Joanna Opozda i Antek Królikowski od wielu miesięcy toczą medialny spór, ujawniając szczegóły rozstania, a także problemów z dojściem do porozumienia w kwestii opieki nad ich synem. W ostatnim czasie wydawało się jednak, że byli partnerzy nie zamierzają już więcej prać publicznie brudów. Dość niespodziewanie 29 marca na InstaStories Królikowskiego pojawiły się jednak materiały przedstawiające płaczącą i wyraźnie cierpiącą Joannę Opozdę, która jest w ciąży. Aktorka na nagraniach zwraca się do ich syna, przekazując mu, że jego ojciec jest "złym człowiekiem". Informowała również, że aktor wolał spędzać czas ze znajomymi niż z nią. Filmiki i zdjęcia opatrzone były też komentarzem sugerującym, że Królikowski nie mógł znieść zachowania żony. InstaStories zostały dość szybko usunięte, a Antek Królikowski twierdzi, że ktoś włamał się na jego konto.

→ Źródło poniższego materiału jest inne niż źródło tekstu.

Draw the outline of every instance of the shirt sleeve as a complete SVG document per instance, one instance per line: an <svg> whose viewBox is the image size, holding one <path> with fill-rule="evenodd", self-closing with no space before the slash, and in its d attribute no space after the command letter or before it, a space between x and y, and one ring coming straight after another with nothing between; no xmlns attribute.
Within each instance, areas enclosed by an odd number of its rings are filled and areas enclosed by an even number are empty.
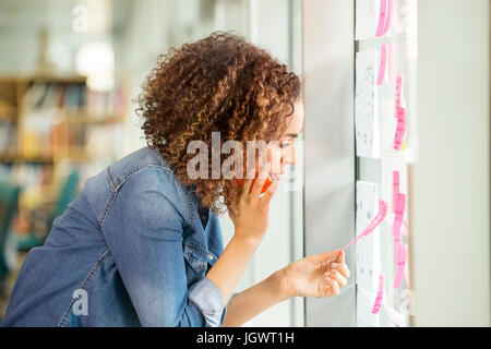
<svg viewBox="0 0 491 349"><path fill-rule="evenodd" d="M221 326L226 306L217 286L204 277L188 288L187 198L163 174L144 170L119 189L103 226L109 250L142 326Z"/></svg>

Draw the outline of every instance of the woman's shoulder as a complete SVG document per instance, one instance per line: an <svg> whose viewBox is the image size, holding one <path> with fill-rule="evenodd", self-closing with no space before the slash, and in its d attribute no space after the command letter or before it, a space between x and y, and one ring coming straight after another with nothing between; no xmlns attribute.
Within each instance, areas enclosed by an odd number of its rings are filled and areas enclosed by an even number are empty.
<svg viewBox="0 0 491 349"><path fill-rule="evenodd" d="M111 164L108 167L107 172L110 176L112 184L117 188L131 176L147 168L161 168L169 174L173 174L172 167L166 163L158 153L158 149L148 146L134 151Z"/></svg>

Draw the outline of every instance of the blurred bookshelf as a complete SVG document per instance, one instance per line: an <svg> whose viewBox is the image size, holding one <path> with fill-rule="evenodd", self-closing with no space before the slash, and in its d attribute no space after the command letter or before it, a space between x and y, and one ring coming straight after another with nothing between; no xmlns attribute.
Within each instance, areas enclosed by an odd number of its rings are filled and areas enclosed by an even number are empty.
<svg viewBox="0 0 491 349"><path fill-rule="evenodd" d="M52 205L68 173L85 180L117 159L129 106L128 84L96 92L81 75L0 76L0 178L21 185L15 232Z"/></svg>

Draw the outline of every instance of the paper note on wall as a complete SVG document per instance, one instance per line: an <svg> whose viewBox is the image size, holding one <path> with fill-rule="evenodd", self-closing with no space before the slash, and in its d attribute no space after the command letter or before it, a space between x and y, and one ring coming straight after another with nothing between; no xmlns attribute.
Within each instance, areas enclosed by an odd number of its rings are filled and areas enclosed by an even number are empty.
<svg viewBox="0 0 491 349"><path fill-rule="evenodd" d="M357 53L355 131L357 156L380 157L379 108L378 108L378 51Z"/></svg>
<svg viewBox="0 0 491 349"><path fill-rule="evenodd" d="M380 20L380 0L357 0L356 40L373 38Z"/></svg>
<svg viewBox="0 0 491 349"><path fill-rule="evenodd" d="M356 231L359 237L375 217L379 206L375 184L357 181ZM356 243L356 282L369 291L379 289L380 237L379 228ZM373 305L373 302L372 302Z"/></svg>
<svg viewBox="0 0 491 349"><path fill-rule="evenodd" d="M380 315L372 313L376 292L357 288L357 327L379 327Z"/></svg>

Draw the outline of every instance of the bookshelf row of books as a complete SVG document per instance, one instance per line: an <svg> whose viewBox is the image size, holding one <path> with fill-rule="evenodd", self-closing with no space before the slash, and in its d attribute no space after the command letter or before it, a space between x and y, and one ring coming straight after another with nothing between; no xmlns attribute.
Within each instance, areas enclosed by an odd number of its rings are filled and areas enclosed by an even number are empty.
<svg viewBox="0 0 491 349"><path fill-rule="evenodd" d="M67 117L87 115L93 118L123 115L128 107L125 85L117 83L109 92L88 89L83 82L34 82L23 98L25 112L59 109Z"/></svg>
<svg viewBox="0 0 491 349"><path fill-rule="evenodd" d="M0 155L9 154L17 145L17 124L0 119Z"/></svg>
<svg viewBox="0 0 491 349"><path fill-rule="evenodd" d="M40 120L41 118L39 118ZM46 123L24 127L21 132L20 152L24 158L52 155L112 156L117 144L122 142L120 123L72 124ZM79 153L77 153L79 152ZM70 154L68 154L70 155Z"/></svg>

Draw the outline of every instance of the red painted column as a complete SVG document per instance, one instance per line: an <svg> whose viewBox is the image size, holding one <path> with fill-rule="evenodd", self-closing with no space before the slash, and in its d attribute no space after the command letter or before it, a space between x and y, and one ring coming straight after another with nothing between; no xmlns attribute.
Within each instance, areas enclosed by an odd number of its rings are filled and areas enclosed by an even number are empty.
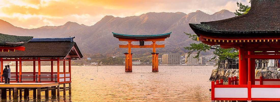
<svg viewBox="0 0 280 102"><path fill-rule="evenodd" d="M53 81L53 61L51 61L51 78L52 79L51 80L51 81Z"/></svg>
<svg viewBox="0 0 280 102"><path fill-rule="evenodd" d="M65 76L66 76L66 66L65 66L65 59L64 59L64 60L63 61L63 73L64 74L64 82L65 82L66 80L66 78L65 78Z"/></svg>
<svg viewBox="0 0 280 102"><path fill-rule="evenodd" d="M239 48L238 51L239 52L239 55L238 55L239 57L239 85L246 85L246 84L244 83L245 82L245 78L246 76L245 76L246 70L246 61L244 58L244 48Z"/></svg>
<svg viewBox="0 0 280 102"><path fill-rule="evenodd" d="M211 83L211 100L212 101L215 101L215 82L212 81Z"/></svg>
<svg viewBox="0 0 280 102"><path fill-rule="evenodd" d="M35 60L35 59L33 59ZM33 81L35 81L36 78L36 61L33 61Z"/></svg>
<svg viewBox="0 0 280 102"><path fill-rule="evenodd" d="M246 50L246 49L245 49ZM248 55L248 51L245 51L244 55ZM248 58L245 58L244 59L245 60L245 62L246 64L245 64L245 69L244 70L245 71L245 73L243 73L244 74L244 76L245 77L245 78L244 78L245 80L244 80L244 85L247 85L248 84L248 73L249 73L248 72L248 65L249 63L249 61L248 61ZM250 74L251 75L251 74Z"/></svg>
<svg viewBox="0 0 280 102"><path fill-rule="evenodd" d="M159 53L156 53L155 57L155 72L158 72L158 54Z"/></svg>
<svg viewBox="0 0 280 102"><path fill-rule="evenodd" d="M130 54L130 72L132 72L132 55L133 54Z"/></svg>
<svg viewBox="0 0 280 102"><path fill-rule="evenodd" d="M40 57L38 58L38 76L40 76L38 78L38 80L39 80L39 82L41 81L41 61Z"/></svg>
<svg viewBox="0 0 280 102"><path fill-rule="evenodd" d="M57 57L57 82L59 82L59 57Z"/></svg>
<svg viewBox="0 0 280 102"><path fill-rule="evenodd" d="M1 75L2 75L3 74L3 58L0 58L0 64L1 64ZM3 82L3 76L1 76L1 82Z"/></svg>
<svg viewBox="0 0 280 102"><path fill-rule="evenodd" d="M123 53L125 55L125 72L128 72L128 53Z"/></svg>
<svg viewBox="0 0 280 102"><path fill-rule="evenodd" d="M155 71L155 53L151 53L152 54L152 72L154 72Z"/></svg>
<svg viewBox="0 0 280 102"><path fill-rule="evenodd" d="M21 58L19 58L19 82L22 82L22 80L21 80L21 76L22 75L22 70L21 70L21 67L22 67L22 62L21 62Z"/></svg>
<svg viewBox="0 0 280 102"><path fill-rule="evenodd" d="M254 54L253 51L248 51L248 55ZM255 84L255 59L248 59L248 81L251 81L252 85Z"/></svg>
<svg viewBox="0 0 280 102"><path fill-rule="evenodd" d="M69 61L68 62L68 66L69 66L69 68L68 69L69 70L69 73L70 75L70 81L71 82L71 58L69 58Z"/></svg>
<svg viewBox="0 0 280 102"><path fill-rule="evenodd" d="M18 81L18 61L16 61L16 78L16 78L16 81L17 82Z"/></svg>

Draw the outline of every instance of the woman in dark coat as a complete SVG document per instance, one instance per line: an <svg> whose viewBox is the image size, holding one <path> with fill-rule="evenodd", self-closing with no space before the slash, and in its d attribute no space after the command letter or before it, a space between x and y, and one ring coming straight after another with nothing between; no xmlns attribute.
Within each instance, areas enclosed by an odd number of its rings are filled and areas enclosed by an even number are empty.
<svg viewBox="0 0 280 102"><path fill-rule="evenodd" d="M7 81L8 80L8 73L9 72L8 71L8 68L7 66L5 66L5 69L3 70L3 74L2 74L2 76L4 77L5 79L5 83L8 84Z"/></svg>

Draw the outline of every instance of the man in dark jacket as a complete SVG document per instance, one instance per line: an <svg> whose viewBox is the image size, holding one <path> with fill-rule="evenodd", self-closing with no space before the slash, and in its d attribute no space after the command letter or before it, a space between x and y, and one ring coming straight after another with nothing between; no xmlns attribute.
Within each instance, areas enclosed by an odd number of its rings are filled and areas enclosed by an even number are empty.
<svg viewBox="0 0 280 102"><path fill-rule="evenodd" d="M8 73L9 72L8 71L8 68L7 66L5 66L5 68L3 70L3 74L2 74L2 76L4 77L5 79L5 83L8 84L7 81L8 80Z"/></svg>

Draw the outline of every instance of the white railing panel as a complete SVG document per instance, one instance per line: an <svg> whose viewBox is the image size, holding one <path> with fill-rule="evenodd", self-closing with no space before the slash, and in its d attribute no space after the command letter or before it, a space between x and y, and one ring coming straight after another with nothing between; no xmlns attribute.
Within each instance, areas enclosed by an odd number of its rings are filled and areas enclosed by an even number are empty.
<svg viewBox="0 0 280 102"><path fill-rule="evenodd" d="M263 85L280 85L280 81L263 81Z"/></svg>
<svg viewBox="0 0 280 102"><path fill-rule="evenodd" d="M65 78L65 81L70 81L70 78Z"/></svg>
<svg viewBox="0 0 280 102"><path fill-rule="evenodd" d="M253 88L251 92L253 98L280 98L280 88Z"/></svg>
<svg viewBox="0 0 280 102"><path fill-rule="evenodd" d="M59 77L64 77L64 74L60 74Z"/></svg>
<svg viewBox="0 0 280 102"><path fill-rule="evenodd" d="M248 98L247 88L215 88L215 98Z"/></svg>
<svg viewBox="0 0 280 102"><path fill-rule="evenodd" d="M64 78L59 78L59 82L64 82Z"/></svg>

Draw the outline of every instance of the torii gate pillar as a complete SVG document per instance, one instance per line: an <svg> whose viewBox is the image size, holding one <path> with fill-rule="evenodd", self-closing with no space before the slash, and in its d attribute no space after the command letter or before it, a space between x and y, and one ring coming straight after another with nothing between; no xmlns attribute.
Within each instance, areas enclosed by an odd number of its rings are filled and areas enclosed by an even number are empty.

Niedługo po zdarzeniu Joanna Opozda odniosła się do sytuacji w oświadczeniu opublikowanym na InstaStories. Przekazała, że czuje się upokorzona, a udostępnione materiały nigdy nie miały ujrzeć światła dziennego. Poinformowała także, że będąc w ciąży, zachorowała na depresję i nie mogła przyjmować leków, a nagrywanie wideo pamiętnika zasugerował jej terapeuta. Dodała także, że nie wierzy, iż ktoś inny niż jej były partner upublicznił nagrania z jej udziałem. Zdaje się, że w teorię o włamanie na konto nie wierzą także internauci. W komentarzach pod postem Antka Królikowskiego zgodnie stanęli po stronie aktorki.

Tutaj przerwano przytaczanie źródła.